Pada akhir September-awal Oktober 2018, sebagaimana sudah disinggung di awal tulisan ini, warganet sempat dihebohkan oleh informasi bohong (hoaks) yang disebarkan melalui medsos terkait pengakuan salah satu timses pentingnya calon presiden Prabowo, Ratna Sarumpaet (RS) tentang pengeroyokan yang menimpa dirinya.
Belakangan RS mengaku bahwa lebam yang ada dimukanya bukan karena pengeroyokan, melainkan akibat dari sedot lemak di pipi kiri dan kanannya. Pembelaan kepada RS yang dilakukan Prabowo dan lingkaran politiknya pun berujung pada minta maaf ke publik.
Kekhawatiran Jokowi semakin bertambah dengan munculnya 10 isu hoaks lainnya, antara lain utang pemerintah, tujuh kontainer surat suara tercoblos, e-toll dari utang Cina, e-KTP palsu dari Cina, Jokowi dituduh PKI, Jokowi gunakan konsultan asing, ijazah SMA Jokowi palsu.
Ada pula hoaks sepuluh juta tenaga kerja asing (TKA) Cina, calon wakil presiden Ma’ruf Amin digantikan oleh Basuki Tjahaja Purnama, dan munculnya tabloid siluman menyerupai Obor Rakyat bernama Tabloid Indonesia Barokah.
Sepanjang kurun waktu Januari 2019 ini saja, Kementrian Komunikasi dan Informatika (Kominfo) juga mencatat setidaknya terdapat 175 hoaks yang tersebar di tengah-tengah masyarakat. Bisa diprediksi, jumlah hoaks ini akan terus bertambah seiring mendekati waktu Pilpres pada 17 April nanti.

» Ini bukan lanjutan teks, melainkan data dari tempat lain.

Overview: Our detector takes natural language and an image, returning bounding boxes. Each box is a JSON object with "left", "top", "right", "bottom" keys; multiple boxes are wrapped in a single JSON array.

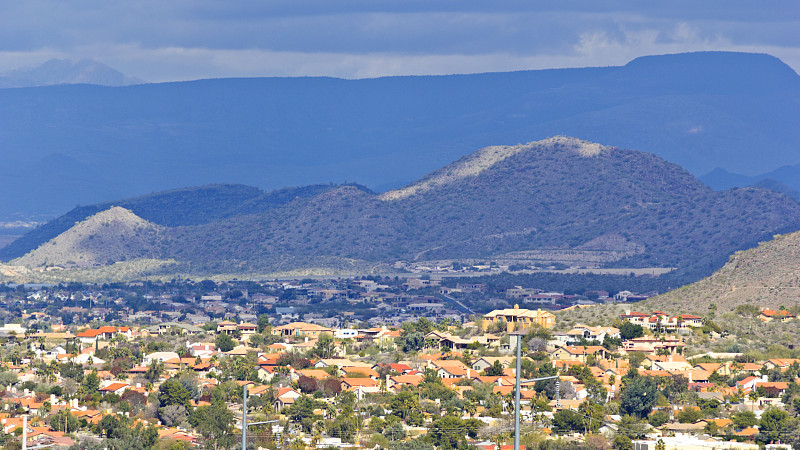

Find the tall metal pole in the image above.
[
  {"left": 22, "top": 414, "right": 28, "bottom": 450},
  {"left": 242, "top": 384, "right": 247, "bottom": 450},
  {"left": 516, "top": 334, "right": 522, "bottom": 450}
]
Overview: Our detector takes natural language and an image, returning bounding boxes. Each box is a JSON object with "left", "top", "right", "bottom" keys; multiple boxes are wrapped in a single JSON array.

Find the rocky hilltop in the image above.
[
  {"left": 0, "top": 52, "right": 800, "bottom": 220},
  {"left": 12, "top": 206, "right": 163, "bottom": 268}
]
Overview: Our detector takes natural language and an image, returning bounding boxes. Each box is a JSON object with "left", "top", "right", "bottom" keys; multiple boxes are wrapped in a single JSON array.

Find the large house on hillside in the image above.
[
  {"left": 272, "top": 322, "right": 334, "bottom": 338},
  {"left": 482, "top": 305, "right": 556, "bottom": 332}
]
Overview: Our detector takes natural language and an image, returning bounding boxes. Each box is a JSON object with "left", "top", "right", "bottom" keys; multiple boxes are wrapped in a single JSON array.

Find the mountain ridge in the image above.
[
  {"left": 6, "top": 137, "right": 800, "bottom": 281},
  {"left": 0, "top": 53, "right": 800, "bottom": 218}
]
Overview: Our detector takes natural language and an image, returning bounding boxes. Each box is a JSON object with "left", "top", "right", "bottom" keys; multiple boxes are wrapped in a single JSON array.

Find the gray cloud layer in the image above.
[{"left": 0, "top": 0, "right": 800, "bottom": 81}]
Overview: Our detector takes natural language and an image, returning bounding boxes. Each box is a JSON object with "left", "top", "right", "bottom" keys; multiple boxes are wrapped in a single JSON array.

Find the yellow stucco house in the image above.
[{"left": 483, "top": 305, "right": 556, "bottom": 333}]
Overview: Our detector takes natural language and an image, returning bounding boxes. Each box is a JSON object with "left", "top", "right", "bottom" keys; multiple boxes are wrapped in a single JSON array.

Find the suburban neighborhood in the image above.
[{"left": 0, "top": 279, "right": 800, "bottom": 450}]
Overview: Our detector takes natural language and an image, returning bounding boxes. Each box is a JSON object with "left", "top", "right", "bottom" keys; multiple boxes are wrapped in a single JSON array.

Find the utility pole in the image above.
[{"left": 511, "top": 332, "right": 560, "bottom": 450}]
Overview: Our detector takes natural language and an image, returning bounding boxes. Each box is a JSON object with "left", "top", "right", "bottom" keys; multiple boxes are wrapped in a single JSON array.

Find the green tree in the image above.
[
  {"left": 50, "top": 409, "right": 80, "bottom": 433},
  {"left": 389, "top": 391, "right": 420, "bottom": 420},
  {"left": 144, "top": 359, "right": 164, "bottom": 382},
  {"left": 553, "top": 409, "right": 585, "bottom": 434},
  {"left": 676, "top": 408, "right": 703, "bottom": 423},
  {"left": 731, "top": 411, "right": 758, "bottom": 430},
  {"left": 402, "top": 331, "right": 425, "bottom": 353},
  {"left": 578, "top": 400, "right": 606, "bottom": 434},
  {"left": 619, "top": 322, "right": 644, "bottom": 340},
  {"left": 428, "top": 416, "right": 480, "bottom": 449},
  {"left": 81, "top": 370, "right": 100, "bottom": 394},
  {"left": 620, "top": 376, "right": 658, "bottom": 418},
  {"left": 256, "top": 314, "right": 269, "bottom": 333},
  {"left": 484, "top": 360, "right": 503, "bottom": 377},
  {"left": 756, "top": 408, "right": 793, "bottom": 444},
  {"left": 158, "top": 378, "right": 192, "bottom": 410},
  {"left": 214, "top": 333, "right": 236, "bottom": 352},
  {"left": 311, "top": 333, "right": 336, "bottom": 358},
  {"left": 647, "top": 411, "right": 669, "bottom": 428}
]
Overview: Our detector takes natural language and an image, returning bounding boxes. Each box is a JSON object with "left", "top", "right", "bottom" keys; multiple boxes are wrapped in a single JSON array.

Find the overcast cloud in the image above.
[{"left": 0, "top": 0, "right": 800, "bottom": 81}]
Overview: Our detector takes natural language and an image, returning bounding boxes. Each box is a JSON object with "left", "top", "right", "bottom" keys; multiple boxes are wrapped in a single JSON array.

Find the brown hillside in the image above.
[{"left": 12, "top": 206, "right": 163, "bottom": 267}]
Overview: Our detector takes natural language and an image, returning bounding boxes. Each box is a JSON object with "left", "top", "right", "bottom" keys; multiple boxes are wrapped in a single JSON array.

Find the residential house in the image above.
[{"left": 482, "top": 305, "right": 556, "bottom": 332}]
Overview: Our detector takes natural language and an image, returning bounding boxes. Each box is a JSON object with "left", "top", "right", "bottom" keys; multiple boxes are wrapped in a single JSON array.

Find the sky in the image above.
[{"left": 0, "top": 0, "right": 800, "bottom": 82}]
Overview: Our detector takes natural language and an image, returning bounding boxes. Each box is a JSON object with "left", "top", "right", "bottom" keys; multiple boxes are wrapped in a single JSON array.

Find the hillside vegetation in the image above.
[
  {"left": 7, "top": 137, "right": 800, "bottom": 283},
  {"left": 13, "top": 206, "right": 163, "bottom": 268},
  {"left": 559, "top": 232, "right": 800, "bottom": 355},
  {"left": 0, "top": 52, "right": 800, "bottom": 220}
]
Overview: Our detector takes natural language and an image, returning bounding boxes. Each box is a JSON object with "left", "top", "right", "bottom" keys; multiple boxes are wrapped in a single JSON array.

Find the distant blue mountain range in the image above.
[{"left": 0, "top": 52, "right": 800, "bottom": 220}]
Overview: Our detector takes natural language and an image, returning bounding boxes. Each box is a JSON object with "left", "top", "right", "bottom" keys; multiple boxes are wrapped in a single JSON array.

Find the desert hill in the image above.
[
  {"left": 0, "top": 52, "right": 800, "bottom": 219},
  {"left": 4, "top": 137, "right": 800, "bottom": 282}
]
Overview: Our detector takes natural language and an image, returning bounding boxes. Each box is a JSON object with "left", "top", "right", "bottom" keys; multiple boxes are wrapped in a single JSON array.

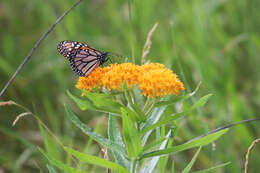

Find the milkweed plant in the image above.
[{"left": 39, "top": 58, "right": 227, "bottom": 173}]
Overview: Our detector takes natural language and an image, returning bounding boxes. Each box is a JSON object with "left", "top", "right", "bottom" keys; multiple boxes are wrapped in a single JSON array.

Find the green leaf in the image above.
[
  {"left": 130, "top": 103, "right": 146, "bottom": 122},
  {"left": 141, "top": 94, "right": 212, "bottom": 134},
  {"left": 182, "top": 147, "right": 202, "bottom": 173},
  {"left": 194, "top": 162, "right": 231, "bottom": 173},
  {"left": 67, "top": 90, "right": 97, "bottom": 110},
  {"left": 47, "top": 164, "right": 56, "bottom": 173},
  {"left": 66, "top": 147, "right": 130, "bottom": 173},
  {"left": 39, "top": 148, "right": 84, "bottom": 173},
  {"left": 67, "top": 91, "right": 122, "bottom": 115},
  {"left": 154, "top": 82, "right": 201, "bottom": 107},
  {"left": 140, "top": 129, "right": 228, "bottom": 159},
  {"left": 84, "top": 90, "right": 122, "bottom": 109},
  {"left": 141, "top": 106, "right": 166, "bottom": 146},
  {"left": 140, "top": 130, "right": 171, "bottom": 173},
  {"left": 121, "top": 108, "right": 142, "bottom": 158},
  {"left": 108, "top": 115, "right": 130, "bottom": 168},
  {"left": 64, "top": 105, "right": 126, "bottom": 155}
]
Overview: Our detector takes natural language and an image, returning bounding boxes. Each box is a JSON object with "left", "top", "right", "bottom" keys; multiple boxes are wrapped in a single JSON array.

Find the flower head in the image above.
[{"left": 76, "top": 63, "right": 184, "bottom": 97}]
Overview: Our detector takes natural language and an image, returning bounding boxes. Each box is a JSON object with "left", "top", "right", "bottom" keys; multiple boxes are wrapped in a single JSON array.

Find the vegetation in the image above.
[{"left": 0, "top": 0, "right": 260, "bottom": 173}]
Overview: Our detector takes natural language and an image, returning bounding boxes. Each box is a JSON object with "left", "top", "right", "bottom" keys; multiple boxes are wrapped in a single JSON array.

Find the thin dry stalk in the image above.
[
  {"left": 244, "top": 138, "right": 260, "bottom": 173},
  {"left": 142, "top": 23, "right": 158, "bottom": 64},
  {"left": 0, "top": 0, "right": 82, "bottom": 97},
  {"left": 13, "top": 112, "right": 32, "bottom": 126},
  {"left": 0, "top": 100, "right": 17, "bottom": 106},
  {"left": 102, "top": 148, "right": 112, "bottom": 173}
]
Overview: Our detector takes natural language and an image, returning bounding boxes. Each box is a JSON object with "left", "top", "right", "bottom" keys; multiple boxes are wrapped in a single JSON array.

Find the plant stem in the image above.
[{"left": 131, "top": 158, "right": 137, "bottom": 173}]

Contoh-contoh tersebut bisa dijadikan indikasi adanya penggunaan teknik FoF dalam Pilpres 2019.
Atas alasan itulah, Andi Widjayanto (selaku Ketua Tim Cakra 19 yang bekerja untuk memenangkan pasangan Jokowi-Ma’ruf) merasa perlu untuk merespons gerakan FoF. Menurutnya, cara paling efektif untuk menghancurkan gerakan itu adalah dengan menelanjangi bagaimana operasi itu dilakukan, dan melakukan intervensi media untuk mematikan taktik yang dipakai.

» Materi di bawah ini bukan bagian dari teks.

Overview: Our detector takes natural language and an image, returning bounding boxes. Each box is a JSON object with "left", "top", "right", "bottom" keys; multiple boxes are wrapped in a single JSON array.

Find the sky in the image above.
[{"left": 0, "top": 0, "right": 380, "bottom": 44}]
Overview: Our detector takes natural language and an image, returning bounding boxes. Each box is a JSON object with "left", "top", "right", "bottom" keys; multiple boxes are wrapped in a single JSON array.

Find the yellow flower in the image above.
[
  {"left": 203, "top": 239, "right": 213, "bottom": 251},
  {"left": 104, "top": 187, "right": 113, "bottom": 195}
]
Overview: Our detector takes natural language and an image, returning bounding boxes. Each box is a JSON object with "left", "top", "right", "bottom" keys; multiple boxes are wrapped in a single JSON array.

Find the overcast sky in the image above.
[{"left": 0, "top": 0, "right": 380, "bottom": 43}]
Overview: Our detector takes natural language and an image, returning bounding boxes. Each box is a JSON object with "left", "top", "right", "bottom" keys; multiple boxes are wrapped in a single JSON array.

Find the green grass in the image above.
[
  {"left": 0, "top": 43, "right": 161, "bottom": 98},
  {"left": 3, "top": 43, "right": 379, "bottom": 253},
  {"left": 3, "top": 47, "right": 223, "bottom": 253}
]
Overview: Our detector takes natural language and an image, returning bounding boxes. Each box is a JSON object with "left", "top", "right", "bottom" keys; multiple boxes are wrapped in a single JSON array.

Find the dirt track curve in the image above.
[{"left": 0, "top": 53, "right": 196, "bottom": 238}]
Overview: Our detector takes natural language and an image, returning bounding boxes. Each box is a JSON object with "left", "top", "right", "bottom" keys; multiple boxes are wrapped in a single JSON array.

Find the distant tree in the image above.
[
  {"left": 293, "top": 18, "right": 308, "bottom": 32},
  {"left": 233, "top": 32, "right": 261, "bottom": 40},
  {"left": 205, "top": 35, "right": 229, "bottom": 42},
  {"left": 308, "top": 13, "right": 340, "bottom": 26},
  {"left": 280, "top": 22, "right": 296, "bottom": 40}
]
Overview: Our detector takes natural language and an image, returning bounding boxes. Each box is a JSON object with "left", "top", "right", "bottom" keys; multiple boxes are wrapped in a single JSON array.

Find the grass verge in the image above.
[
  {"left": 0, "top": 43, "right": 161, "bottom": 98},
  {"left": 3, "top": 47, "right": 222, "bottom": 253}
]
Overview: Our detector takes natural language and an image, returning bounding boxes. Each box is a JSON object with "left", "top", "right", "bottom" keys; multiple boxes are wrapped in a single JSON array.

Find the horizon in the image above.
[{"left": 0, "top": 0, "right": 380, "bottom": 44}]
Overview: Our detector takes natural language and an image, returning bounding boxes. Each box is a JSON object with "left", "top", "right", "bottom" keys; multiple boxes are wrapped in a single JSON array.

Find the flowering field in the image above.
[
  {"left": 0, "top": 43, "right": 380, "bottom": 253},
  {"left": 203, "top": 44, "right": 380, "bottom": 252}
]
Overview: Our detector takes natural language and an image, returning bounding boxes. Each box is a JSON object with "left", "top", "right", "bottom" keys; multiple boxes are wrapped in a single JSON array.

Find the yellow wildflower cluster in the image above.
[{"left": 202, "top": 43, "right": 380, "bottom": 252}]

WhatsApp sudah melakukannya dengan membatasi jumlah pesan yang bisa diteruskan oleh satu akun. Facebook melakukannya dengan mematikan akun-akun Saracen yang melakukan aktivitas ilegal di platform FB.
Boleh jadi respons Jokowi dan timsesnya tersebut menjadi produktif sebagai cara untuk menjaga keberlangsungan demokrasi di Indonesia dan Pilpres 2019 itu sendiri.

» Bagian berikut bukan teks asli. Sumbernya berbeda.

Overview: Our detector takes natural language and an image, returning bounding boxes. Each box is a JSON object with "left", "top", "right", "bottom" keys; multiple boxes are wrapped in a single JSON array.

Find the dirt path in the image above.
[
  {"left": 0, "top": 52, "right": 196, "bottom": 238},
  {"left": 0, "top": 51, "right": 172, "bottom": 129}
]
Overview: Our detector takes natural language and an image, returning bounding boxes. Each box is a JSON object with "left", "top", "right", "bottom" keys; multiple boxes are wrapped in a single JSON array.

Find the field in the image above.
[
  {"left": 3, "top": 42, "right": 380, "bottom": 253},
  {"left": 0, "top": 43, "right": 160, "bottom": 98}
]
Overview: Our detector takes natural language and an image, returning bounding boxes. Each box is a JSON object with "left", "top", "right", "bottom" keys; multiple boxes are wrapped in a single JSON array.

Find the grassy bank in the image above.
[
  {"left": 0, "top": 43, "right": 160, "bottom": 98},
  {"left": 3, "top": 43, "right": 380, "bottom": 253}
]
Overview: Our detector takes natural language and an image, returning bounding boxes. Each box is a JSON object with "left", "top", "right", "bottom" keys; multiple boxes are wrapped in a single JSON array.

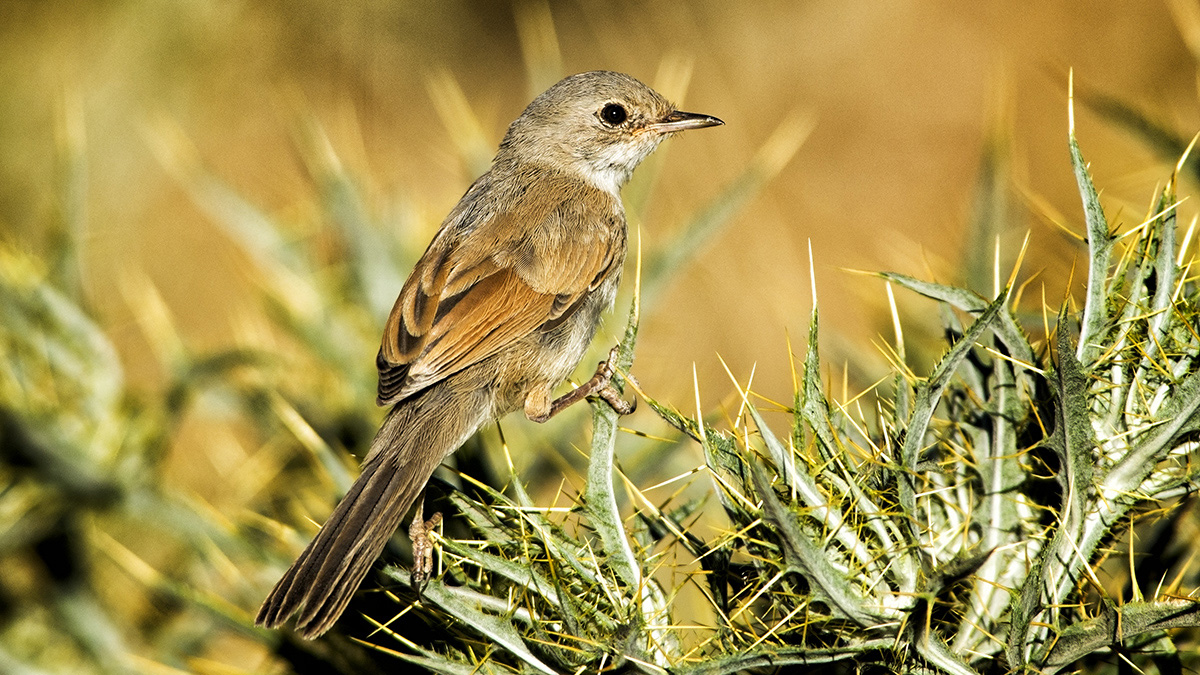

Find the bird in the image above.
[{"left": 256, "top": 71, "right": 725, "bottom": 639}]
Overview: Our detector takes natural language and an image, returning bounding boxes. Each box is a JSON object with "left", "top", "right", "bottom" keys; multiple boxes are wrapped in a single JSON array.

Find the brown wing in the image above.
[{"left": 376, "top": 178, "right": 625, "bottom": 405}]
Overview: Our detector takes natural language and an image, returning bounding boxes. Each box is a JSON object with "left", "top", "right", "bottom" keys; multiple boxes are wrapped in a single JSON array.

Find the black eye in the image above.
[{"left": 600, "top": 103, "right": 629, "bottom": 126}]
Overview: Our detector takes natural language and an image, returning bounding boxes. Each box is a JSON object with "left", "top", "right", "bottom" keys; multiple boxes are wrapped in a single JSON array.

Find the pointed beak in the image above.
[{"left": 646, "top": 110, "right": 725, "bottom": 133}]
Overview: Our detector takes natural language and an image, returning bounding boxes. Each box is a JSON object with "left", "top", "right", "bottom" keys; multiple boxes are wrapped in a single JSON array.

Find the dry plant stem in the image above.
[{"left": 529, "top": 345, "right": 637, "bottom": 424}]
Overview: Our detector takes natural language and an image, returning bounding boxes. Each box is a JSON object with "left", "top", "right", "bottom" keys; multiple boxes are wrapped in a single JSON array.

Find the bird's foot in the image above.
[
  {"left": 408, "top": 502, "right": 442, "bottom": 598},
  {"left": 526, "top": 345, "right": 637, "bottom": 423}
]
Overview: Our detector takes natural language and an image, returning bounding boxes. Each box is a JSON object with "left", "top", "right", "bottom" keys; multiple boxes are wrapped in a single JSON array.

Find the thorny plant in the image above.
[{"left": 350, "top": 91, "right": 1200, "bottom": 675}]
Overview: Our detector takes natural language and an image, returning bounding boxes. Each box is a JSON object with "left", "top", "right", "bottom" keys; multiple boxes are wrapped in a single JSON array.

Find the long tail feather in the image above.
[{"left": 254, "top": 388, "right": 486, "bottom": 639}]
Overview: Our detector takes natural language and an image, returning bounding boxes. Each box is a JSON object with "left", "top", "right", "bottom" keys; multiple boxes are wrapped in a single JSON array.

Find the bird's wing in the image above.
[{"left": 376, "top": 177, "right": 625, "bottom": 405}]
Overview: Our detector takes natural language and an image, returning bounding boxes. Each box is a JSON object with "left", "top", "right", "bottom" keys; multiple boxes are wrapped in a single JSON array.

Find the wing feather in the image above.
[{"left": 376, "top": 176, "right": 625, "bottom": 405}]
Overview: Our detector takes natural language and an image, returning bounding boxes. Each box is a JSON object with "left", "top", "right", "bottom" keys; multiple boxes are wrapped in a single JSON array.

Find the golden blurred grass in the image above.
[{"left": 0, "top": 0, "right": 1200, "bottom": 656}]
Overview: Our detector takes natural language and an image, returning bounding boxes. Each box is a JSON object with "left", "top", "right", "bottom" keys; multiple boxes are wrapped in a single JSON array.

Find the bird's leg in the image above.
[
  {"left": 408, "top": 497, "right": 442, "bottom": 590},
  {"left": 524, "top": 345, "right": 637, "bottom": 423}
]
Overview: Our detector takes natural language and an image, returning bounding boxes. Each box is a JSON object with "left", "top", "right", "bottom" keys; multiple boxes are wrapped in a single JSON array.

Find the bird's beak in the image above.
[{"left": 646, "top": 110, "right": 725, "bottom": 133}]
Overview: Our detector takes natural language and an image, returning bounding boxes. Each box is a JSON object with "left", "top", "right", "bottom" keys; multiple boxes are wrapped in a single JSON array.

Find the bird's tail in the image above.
[{"left": 254, "top": 387, "right": 486, "bottom": 639}]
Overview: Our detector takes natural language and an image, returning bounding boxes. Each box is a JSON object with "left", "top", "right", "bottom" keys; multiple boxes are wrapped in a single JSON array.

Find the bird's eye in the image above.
[{"left": 600, "top": 103, "right": 629, "bottom": 126}]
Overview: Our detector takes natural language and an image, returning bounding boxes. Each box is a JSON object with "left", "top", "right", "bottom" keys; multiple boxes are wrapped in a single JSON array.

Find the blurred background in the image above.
[{"left": 0, "top": 0, "right": 1200, "bottom": 673}]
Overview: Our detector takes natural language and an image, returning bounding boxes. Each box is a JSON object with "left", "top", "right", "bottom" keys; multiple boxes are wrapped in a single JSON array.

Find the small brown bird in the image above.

Namun, yang menjadi soal adalah apakah respons Jokowi dan timsesnya terhadap lawan politik yang menggunakan teknik propaganda ala Rusia (FoF) itu bisa dibuktikan kebenarannya? Jika tidak, hal ini juga akan menjadi kontraproduktif. Itu artinya, Jokowi bisa memiliki risiko politik dipersepsi publik menjadi sama hoaksnya dengan lawan politik yang ia sindir itu.